Hanna Krall, “The Game For My Life”. Hanna Krall's account from
Ten jest z ojczyzny mojej [
This One Is From My Homeland] by Bartoszewski and Lewinowna, Warsaw 2010, pp. 111-112
“They drove us out of our house. I remember that we were standing among helpless and terrified people – my mother was holding my hand and repeating that we couldn’t go where everybody else was going, that it surely wouldn't be good if we went there – but we were still standing among this terrified crowd and screaming Germans, because we didn't know what to do with ourselves. The person who came up to us was Zygmunt Wojtecki. Mr. Zygmunt ran up to us, put us on his horse cart – the horse cart was waiting – and took us to the country. That's how it began. Then there were countless people, apartments, places. There was the Krasnogliny village, a couple with a child, a Christmas tree, a Christmas Eve table – I sat where [according to Polish tradition] you usually leave an empty place for a wandering traveller. There was this apartment where people from the resistance would meet. Actually they shouldn't have kept me there, because they were putting the people who met there in additional danger. Then there was the small, modest apartment of Mrs. Podhorska and her sick daughter. Then there was the short-term hiding place at Mr. Nowak's. I couldn't be there longer because they were hiding someone else. Then there was the luxurious apartment of the Lysakowskis with a front entrance [and a back one] and servant quarters. Then there were the Czapskis. They got my mother a job in their store in Ryki. In Ryki there was Mrs. Lejwoda, a teacher who taught Underground classes. And Mrs. Makowa, who had a dairy and would give us and the nuns from Zyczyn milk and butter. Then she put me in this convent, with the Albertine nuns.

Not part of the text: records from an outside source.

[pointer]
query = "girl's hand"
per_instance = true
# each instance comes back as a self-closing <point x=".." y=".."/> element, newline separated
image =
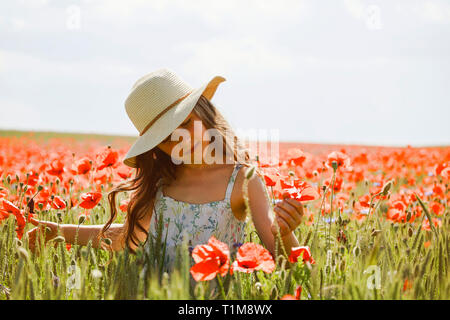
<point x="288" y="215"/>
<point x="42" y="226"/>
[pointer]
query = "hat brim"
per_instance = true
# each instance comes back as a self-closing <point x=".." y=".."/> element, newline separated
<point x="169" y="121"/>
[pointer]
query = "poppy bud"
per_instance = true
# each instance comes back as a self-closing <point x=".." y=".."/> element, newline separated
<point x="258" y="287"/>
<point x="96" y="274"/>
<point x="22" y="253"/>
<point x="18" y="242"/>
<point x="410" y="232"/>
<point x="249" y="173"/>
<point x="334" y="165"/>
<point x="81" y="219"/>
<point x="408" y="216"/>
<point x="386" y="187"/>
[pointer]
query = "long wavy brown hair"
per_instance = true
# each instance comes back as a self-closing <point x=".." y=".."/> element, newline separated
<point x="155" y="165"/>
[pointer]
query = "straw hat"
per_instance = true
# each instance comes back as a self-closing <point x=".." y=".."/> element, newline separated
<point x="157" y="104"/>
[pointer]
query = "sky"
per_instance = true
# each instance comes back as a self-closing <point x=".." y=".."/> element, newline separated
<point x="351" y="71"/>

Thanks to the nuns I learned the catechism* and all the prayers by heart. It came in handy when they stopped my mother and me on the street. We spent the night in a jail cell. In the morning the policeman said: “If you don't reference someone who has an unquestionable [non-Jewish] background who can vouch for you, you will immediately go to Szucha Street [the Gestapo headquarters and prison]. My mother, in desperation, without hope, uttered the last name of one of her pre-war neighbors. After half an hour we heard that she came. She was screaming: “What?! My sister a Jew? What insolence! I'll show you! Jadzia! Where are you! I'll show them, to call you a Jew?! I brought your documents. And there they were - her sister's papers. Maria Ostrowska-Ruszczyńska, who lent us her last name and her sister's documents up until the end of the occupation, works currently in the sewing department of the State Clinic on Oczki Street. Then there were other apartments and other people – a long chain of risk, people and places. By rescuing me, they were all risking their lives and the lives of their families. In the game for my life - the stakes were the lives of 45 people.”
*Catholic doctrine
Assignment: Research and write down what is the “Righteous Among the Nations” distinction. Who bestows it and what is it for? Find and describe a story of Poles rescuing Jews.